Mereka mabuk dan tenggelam dengan pembahasan ilmu; fasal demi fasal, bab demi bab, judul demi judul, sehingga banyak diantara mereka tertipu syaitan.
Syaitan
pun berkuasa di dalam hati mereka dan memasukkan racun berbisa, sehingga
timbul anggapan bahwa dengan membahas-bahas ilmu tersebut mereka sudah
menjadi “ahli ilmu” dan “pengamal ilmu”.
Mereka
membahas seluk beluk shalat tahajjud sedetail-detailnya, sampai
benar-benar mengerti bahkan tak jarang yang hafal pula dalil-dalilnya.
Namun berapa banyak kah diantara mereka yang mau melakukan shalat
tahajjud itu ?
Mereka membahas tentang bab sabar,
hari demi hari, minggu demi minggu, bulan demi bulan sampai hafal
dalil-dalilnya.
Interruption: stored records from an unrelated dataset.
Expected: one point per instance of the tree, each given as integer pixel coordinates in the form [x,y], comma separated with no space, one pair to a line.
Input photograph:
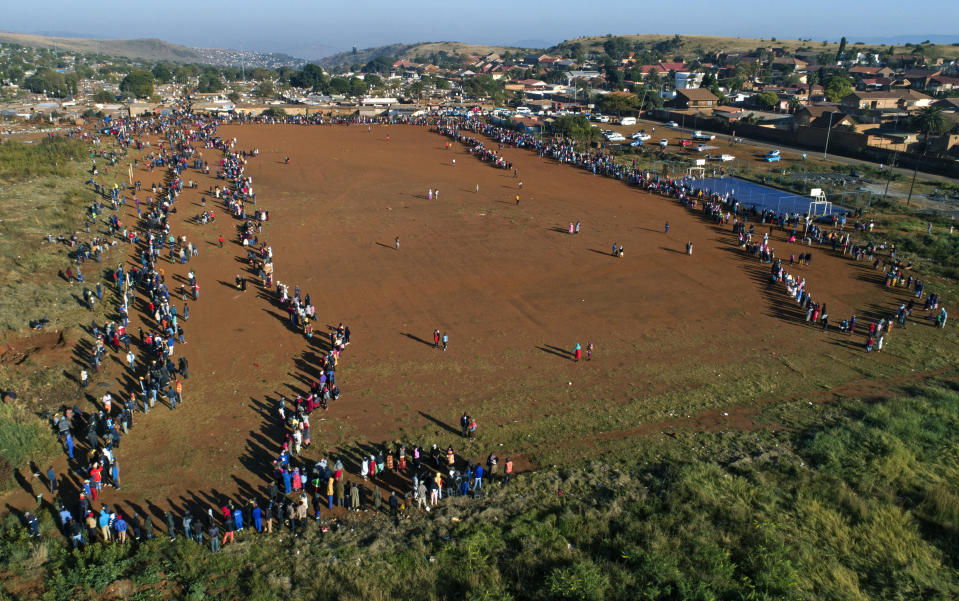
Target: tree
[931,122]
[138,83]
[339,85]
[310,76]
[615,78]
[103,96]
[358,87]
[162,73]
[767,100]
[842,49]
[265,90]
[616,48]
[837,87]
[619,103]
[380,64]
[49,82]
[210,82]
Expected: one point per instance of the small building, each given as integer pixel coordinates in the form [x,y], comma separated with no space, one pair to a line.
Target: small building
[891,100]
[696,98]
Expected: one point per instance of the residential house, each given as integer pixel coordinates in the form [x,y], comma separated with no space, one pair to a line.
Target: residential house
[695,98]
[919,78]
[865,71]
[729,113]
[875,83]
[891,100]
[812,112]
[941,85]
[687,80]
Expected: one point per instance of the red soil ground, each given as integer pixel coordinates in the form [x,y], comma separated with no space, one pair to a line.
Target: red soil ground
[510,286]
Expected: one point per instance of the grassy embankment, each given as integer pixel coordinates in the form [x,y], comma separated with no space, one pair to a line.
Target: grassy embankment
[41,192]
[857,501]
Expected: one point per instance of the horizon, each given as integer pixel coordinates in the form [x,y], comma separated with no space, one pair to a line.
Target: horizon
[528,25]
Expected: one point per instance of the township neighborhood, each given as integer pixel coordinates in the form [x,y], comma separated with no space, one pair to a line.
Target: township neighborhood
[868,102]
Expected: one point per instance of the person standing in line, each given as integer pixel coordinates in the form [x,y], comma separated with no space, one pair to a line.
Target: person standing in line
[214,533]
[229,527]
[52,479]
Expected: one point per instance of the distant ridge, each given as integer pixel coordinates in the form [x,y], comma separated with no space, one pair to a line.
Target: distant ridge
[150,49]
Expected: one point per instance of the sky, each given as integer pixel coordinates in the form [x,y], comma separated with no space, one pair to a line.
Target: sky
[319,28]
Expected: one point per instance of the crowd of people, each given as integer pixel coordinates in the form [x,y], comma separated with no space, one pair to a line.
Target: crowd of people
[301,486]
[720,209]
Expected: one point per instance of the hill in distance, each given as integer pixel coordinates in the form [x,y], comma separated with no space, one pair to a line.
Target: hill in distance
[409,51]
[690,43]
[149,49]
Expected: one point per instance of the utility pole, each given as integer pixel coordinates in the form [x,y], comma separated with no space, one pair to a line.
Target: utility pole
[889,179]
[915,171]
[828,130]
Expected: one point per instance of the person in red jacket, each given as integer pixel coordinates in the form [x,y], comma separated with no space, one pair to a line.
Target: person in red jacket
[96,474]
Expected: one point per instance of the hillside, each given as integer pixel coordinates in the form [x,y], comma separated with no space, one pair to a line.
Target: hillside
[148,49]
[409,51]
[153,50]
[690,43]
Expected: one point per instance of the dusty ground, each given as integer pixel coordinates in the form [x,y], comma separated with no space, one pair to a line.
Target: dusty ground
[512,289]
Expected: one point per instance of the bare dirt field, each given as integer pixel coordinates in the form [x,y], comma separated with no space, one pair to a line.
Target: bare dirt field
[698,341]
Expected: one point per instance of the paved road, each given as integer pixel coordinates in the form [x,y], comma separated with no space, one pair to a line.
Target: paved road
[769,146]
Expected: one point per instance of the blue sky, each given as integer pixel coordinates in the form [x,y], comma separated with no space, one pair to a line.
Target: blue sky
[314,29]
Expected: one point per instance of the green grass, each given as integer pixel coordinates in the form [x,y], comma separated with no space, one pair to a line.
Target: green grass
[20,161]
[853,501]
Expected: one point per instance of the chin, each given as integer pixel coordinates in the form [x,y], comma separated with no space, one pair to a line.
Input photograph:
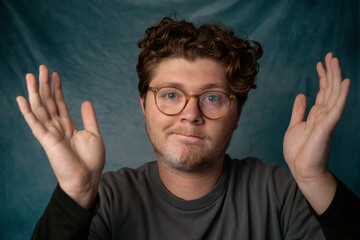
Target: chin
[188,158]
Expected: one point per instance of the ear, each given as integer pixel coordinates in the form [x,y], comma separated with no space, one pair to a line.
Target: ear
[142,101]
[238,117]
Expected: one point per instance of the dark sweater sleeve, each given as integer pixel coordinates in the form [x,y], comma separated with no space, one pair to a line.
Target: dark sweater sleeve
[64,219]
[342,218]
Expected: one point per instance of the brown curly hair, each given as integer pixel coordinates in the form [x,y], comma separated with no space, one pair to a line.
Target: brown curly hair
[180,39]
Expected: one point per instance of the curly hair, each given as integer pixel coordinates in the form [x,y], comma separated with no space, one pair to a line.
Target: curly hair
[181,39]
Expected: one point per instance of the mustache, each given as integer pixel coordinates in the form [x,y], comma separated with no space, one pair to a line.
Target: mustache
[188,132]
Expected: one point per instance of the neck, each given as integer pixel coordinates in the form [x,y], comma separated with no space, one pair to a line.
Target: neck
[189,185]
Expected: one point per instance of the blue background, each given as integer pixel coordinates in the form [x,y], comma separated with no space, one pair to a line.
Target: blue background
[92,44]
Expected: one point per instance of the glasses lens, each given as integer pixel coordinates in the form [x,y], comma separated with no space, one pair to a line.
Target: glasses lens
[170,100]
[214,104]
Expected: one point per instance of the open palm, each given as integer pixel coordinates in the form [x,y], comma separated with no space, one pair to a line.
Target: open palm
[307,143]
[77,157]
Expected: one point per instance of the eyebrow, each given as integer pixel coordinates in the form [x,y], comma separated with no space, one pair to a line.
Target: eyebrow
[180,86]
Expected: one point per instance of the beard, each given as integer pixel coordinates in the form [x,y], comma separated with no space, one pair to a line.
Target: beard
[186,156]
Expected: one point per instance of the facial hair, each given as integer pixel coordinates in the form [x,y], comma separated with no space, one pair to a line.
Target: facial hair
[187,157]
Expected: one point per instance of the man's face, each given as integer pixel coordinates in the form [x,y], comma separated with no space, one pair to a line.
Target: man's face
[189,141]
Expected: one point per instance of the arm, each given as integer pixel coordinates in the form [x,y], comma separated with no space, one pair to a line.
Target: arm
[76,157]
[307,143]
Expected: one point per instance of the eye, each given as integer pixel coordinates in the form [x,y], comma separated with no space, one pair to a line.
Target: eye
[170,95]
[213,98]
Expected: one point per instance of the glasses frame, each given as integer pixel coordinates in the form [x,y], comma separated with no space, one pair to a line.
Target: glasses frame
[155,90]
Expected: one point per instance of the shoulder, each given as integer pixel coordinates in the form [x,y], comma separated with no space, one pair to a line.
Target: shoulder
[252,166]
[126,182]
[266,178]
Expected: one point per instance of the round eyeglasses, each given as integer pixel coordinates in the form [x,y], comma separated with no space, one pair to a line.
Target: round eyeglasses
[172,101]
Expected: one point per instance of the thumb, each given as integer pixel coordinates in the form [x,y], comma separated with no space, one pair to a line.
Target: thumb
[298,112]
[89,118]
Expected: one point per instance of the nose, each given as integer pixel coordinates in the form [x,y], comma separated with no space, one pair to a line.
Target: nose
[192,113]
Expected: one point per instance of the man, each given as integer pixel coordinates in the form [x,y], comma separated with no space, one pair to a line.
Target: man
[193,84]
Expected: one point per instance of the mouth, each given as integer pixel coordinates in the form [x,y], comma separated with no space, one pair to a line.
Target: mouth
[185,135]
[189,137]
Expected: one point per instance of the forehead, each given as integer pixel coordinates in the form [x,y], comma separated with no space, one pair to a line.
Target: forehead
[193,76]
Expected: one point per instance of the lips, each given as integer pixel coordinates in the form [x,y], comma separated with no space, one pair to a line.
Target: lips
[189,135]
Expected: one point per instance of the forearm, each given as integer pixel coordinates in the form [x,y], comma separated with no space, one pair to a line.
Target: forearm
[341,220]
[319,192]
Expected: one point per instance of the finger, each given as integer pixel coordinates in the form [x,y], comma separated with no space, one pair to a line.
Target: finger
[328,59]
[340,104]
[89,118]
[336,81]
[35,100]
[45,91]
[58,95]
[322,83]
[36,127]
[298,112]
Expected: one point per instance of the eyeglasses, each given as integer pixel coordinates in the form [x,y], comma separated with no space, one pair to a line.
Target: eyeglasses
[172,101]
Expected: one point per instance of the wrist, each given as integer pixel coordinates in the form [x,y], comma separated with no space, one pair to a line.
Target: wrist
[319,191]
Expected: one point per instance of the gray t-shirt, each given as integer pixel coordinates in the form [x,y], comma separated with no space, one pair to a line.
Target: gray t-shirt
[250,201]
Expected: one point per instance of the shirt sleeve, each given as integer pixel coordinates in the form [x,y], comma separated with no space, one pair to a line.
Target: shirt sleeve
[64,219]
[342,218]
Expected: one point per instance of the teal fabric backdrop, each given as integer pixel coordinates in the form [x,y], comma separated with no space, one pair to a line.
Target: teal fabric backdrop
[92,44]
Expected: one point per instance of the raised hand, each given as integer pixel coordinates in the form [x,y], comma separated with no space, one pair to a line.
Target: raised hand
[307,143]
[77,157]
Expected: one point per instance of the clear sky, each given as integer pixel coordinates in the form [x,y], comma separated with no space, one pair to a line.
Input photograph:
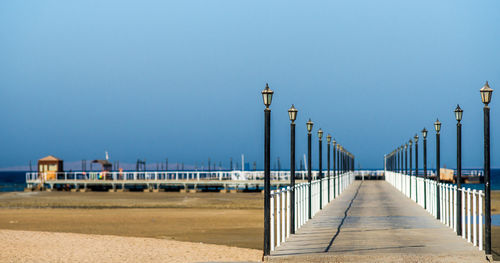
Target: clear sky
[182,79]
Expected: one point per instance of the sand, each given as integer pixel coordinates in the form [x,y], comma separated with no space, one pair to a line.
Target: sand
[224,219]
[30,246]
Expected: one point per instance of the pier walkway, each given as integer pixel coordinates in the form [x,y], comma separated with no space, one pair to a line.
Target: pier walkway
[373,222]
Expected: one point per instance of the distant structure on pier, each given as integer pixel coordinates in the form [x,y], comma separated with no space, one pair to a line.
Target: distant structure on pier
[51,166]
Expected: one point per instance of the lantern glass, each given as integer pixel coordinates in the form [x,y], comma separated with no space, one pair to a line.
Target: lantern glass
[267,96]
[424,133]
[458,113]
[437,125]
[486,93]
[309,125]
[292,113]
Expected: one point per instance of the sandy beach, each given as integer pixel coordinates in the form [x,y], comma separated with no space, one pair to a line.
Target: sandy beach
[197,220]
[30,246]
[215,218]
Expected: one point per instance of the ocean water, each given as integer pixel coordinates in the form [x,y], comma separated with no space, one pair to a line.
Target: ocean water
[12,181]
[16,181]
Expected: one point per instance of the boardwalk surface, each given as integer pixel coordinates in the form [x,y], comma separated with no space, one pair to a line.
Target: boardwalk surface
[373,222]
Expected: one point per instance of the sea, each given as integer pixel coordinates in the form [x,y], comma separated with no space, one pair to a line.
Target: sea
[11,181]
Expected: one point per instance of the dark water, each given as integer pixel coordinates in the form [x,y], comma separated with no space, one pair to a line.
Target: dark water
[12,181]
[16,181]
Kemana-mana mereka pergi, kitab tentang bab sabar itu
tak pernah lupa dibawa. Tiap ada kesempatan, buku itu ditelaahnya untuk
mengulang kembali pelajaran sabar tersebut.
Sudahkah dia mendapatkan sifat sabar yang berbulan-bulan dibaca dan dipelajarinya itu ? Ternyata tidak ……!!
Tiba-tiba
seekor kucing miliknya melompat ke atas meja makan, dan menghancurkan
beberapa piring keramik kesayangannya. Dengan serta merta marahnya
meledak, dan buku sabar yang ada di tangannya, melayang menghajar
kucingnya itu...!
Suatu
hari ada seorang gadis yang belajar di pesantren sedang pulang kampung,
karena liburan sekolah selama satu bulan. Setiap pagi gadis tersebut
ber-olahraga dengan memakai pakaian sport, celana pendek dan kaos
t-shirt sambil berlari pagi keliling kampungnya.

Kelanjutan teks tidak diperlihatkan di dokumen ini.